Bugün bir kontra yapılanmasıyla Cizre'de ve Sur'da bir özel savaş yürütüldüğünü işaret eden Figen, yeni bir paralel yapılanmanın aslında siyasal iktidar tarafından yaratıldığına dikkat çekerek, "Siz bakmayın darbeyle mücadele dediklerine, kendileri durmadan paralel yapı üretmeye devam ediyor. Bugün Türkiye'de yeni bir paralel yapı daha oluştu.

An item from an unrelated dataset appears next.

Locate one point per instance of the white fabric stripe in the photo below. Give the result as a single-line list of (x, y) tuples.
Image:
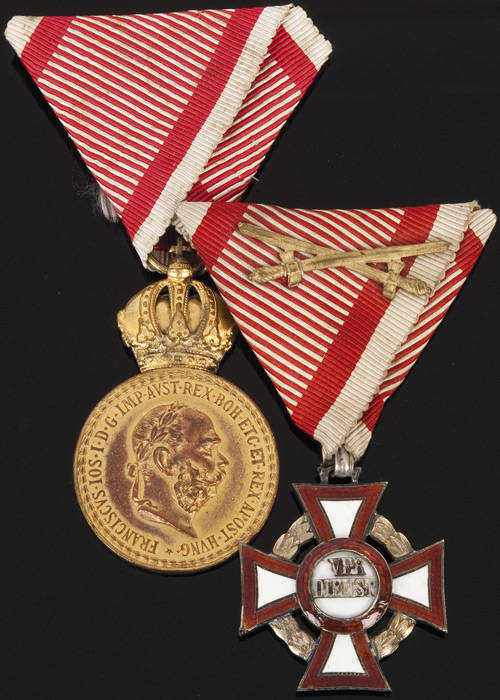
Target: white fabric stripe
[(108, 34), (172, 27), (257, 321), (331, 275), (107, 147), (277, 358), (175, 19), (150, 133), (131, 113), (211, 132), (197, 58), (83, 60), (159, 83), (19, 30), (400, 316), (262, 259), (61, 62), (222, 271), (334, 218), (364, 218), (110, 132), (285, 293)]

Merkezi de şu an Kürt illeridir, saraydaki zat Ergenekon atına binmiş, iktidar için şahlanacağını zannediyor. Ergenekon atına binip o sarayda ömrü billah başkan olacağını sananlar yanılıyordur. O at kimleri düşürdü sırtından. Bugün barış, özgürlük ve demokrasi mücadelesini kadın mücadelesiyle büyüttüğümüzde bu iktidar gidecek yer bulamayacak" dedi.

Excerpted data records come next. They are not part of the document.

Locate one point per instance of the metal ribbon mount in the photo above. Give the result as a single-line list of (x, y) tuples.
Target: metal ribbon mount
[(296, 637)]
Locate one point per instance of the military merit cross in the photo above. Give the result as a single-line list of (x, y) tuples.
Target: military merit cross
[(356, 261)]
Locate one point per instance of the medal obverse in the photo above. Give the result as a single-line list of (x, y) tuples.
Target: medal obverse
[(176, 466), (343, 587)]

Bugün dördüncü ayına giren Ankara katliamını da anan Figen, aradan 4 ay geçmesine rağmen katliamın sorumlularının açığa çıkarılmadığını, kayda değer bir soruşturma yapılmadığını belirterek, "Demek ki, Başbakan'ın dediği gibi yakalanmaları için kendilerini patlatmaları gerekiyor. Bu katliamı da sorumlularını da unutmadık, unutturmayacağız da" şeklinde konuştu.

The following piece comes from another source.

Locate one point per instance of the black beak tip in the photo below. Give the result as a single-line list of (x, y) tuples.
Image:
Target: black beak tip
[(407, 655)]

'Türkiye ciddi bir yol ayrımında'

Figen, PKK Lideri Abdullah Öcalan'ın tecrit altında tutulduğunu ve komployla esir alınarak aynı komployla tecritte tutulduğunu ifade ederek sözlerine şöyle devam etti: "17 yıldır Sayın Abdullah Öcalan uluslararası bir komployla esir alındı. Sayın Öcalan'a dönük 15 Şubat komplosu ve 16 yıldır devam eden tecrit aslında bir Kürt sorunu olmaktansa bir Türk sorunu ve Türkiye sorunudur" dedi. Figen, yaşanan kaosun aslında 'masanın' devrilmesinden sonra başladığını söyleyerek, yeniden masaya dönülmesi, Abdullah Öcalan üzerindeki tecridin kaldırılması ve müzakerelerin bir an öne başlaması gerektiğini kaydederek, "Bu komplocu zihniyet hala bu siyasi çizgiyi sürdürebileceğini sanıyor. Sayın Abdullah Öcalan'a katı bir tecrit uygulanıyor. Artık Kürt sorunu ve Türkiye halklarının demokrasi sorunu komplo ve tecritle çözülemez. İmralı'da tecrit uygulayarak, bu devletin egemen siyasetinin kendisini sürdüremeyeceği açık ve net bir şekilde ortadadır. Türkiye halkı bugün çok ciddi bir yol ayrımında. Bizler komplo yıl dönümünün arifesinde tecridin bir an önce kaldırılması ve masanın dağıtıldığı o noktaya yeniden dönülmesi gerektiğini söylüyoruz.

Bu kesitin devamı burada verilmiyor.